Entretanto, a utilização excessiva de um filtro que simula o resultado de uma câmera analógica, tanto sobre as imagens de arquivo quanto em cenas gravadas, gera uma fadiga visual. Trata de um esforço muito deliberado e desnecessário de reproduzir uma suposta estética vintage que já está bem colocada no bom trabalho da cenografia e figurino. Ainda que funcione pontualmente, a longo prazo ela enfraquece a potência das imagens.
Força Estranha
Apesar de tratar abertamente sobre os tormentos da ditadura, o filme faz isso sem essencializar a figura da cantora como uma revolucionária inatacável, trazendo também os medos que a sondavam diante das ameaças da tortura.
Sua sexualidade e relacionamentos, muito polemizados principalmente após sua morte, também emanam com naturalidade e de forma ponderada, o que demonstra o carinho dos idealizadores e deixa claro a intenção de homenagear, acima de tudo.
Essas escolhas foram fundamentais para não tirar o foco do que a própria Gal nomeou como seu único e eterno desejo: cantar.
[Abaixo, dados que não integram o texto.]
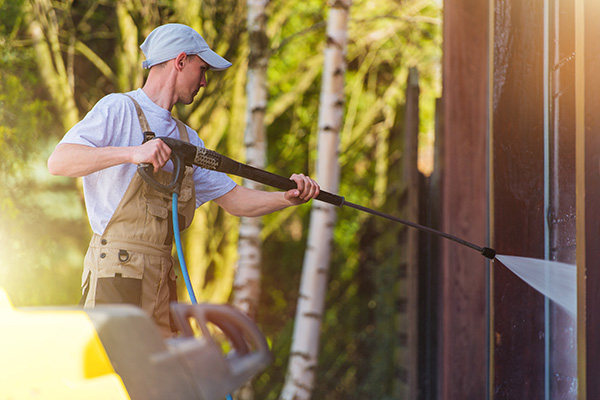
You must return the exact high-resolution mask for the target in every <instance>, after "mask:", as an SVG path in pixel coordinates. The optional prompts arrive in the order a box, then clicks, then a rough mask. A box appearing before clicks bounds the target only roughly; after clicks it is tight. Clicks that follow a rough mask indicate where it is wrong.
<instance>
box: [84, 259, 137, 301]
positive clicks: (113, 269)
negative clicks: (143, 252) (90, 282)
mask: <svg viewBox="0 0 600 400" xmlns="http://www.w3.org/2000/svg"><path fill="white" fill-rule="evenodd" d="M99 257H100V262H99V263H98V275H97V276H98V278H97V282H96V296H95V297H96V300H95V302H96V304H133V305H136V306H138V307H141V305H142V278H143V275H144V261H143V256H142V255H140V254H137V253H133V252H130V251H128V250H124V249H112V248H103V249H102V250H101V253H100V254H99Z"/></svg>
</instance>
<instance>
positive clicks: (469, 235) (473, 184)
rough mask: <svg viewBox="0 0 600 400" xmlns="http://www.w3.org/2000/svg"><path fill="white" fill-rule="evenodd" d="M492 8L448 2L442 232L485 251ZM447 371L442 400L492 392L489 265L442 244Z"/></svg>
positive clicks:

A escolha de utilizar, junto as gravações de Sophie, as irreproduzíveis canções originais foi essencial, nesse sentido, para trazer a força inenarrável de sua voz.
Apesar de valer apontamentos, é difícil criticar “Meu nome é Gal”. Sua sensibilidade com a maior voz do Brasil é encantadora e nos confere um sentimento de estarmos próximos à Gal Costa. A escolha por uma forma narrativa mais linear, que parte também desse cuidado, nos emociona na intimidade e no detalhe, mas há também de se reivindicar um final mais catártico — no completo oposto de polêmico — que desse conta da força que foi Gal Costa.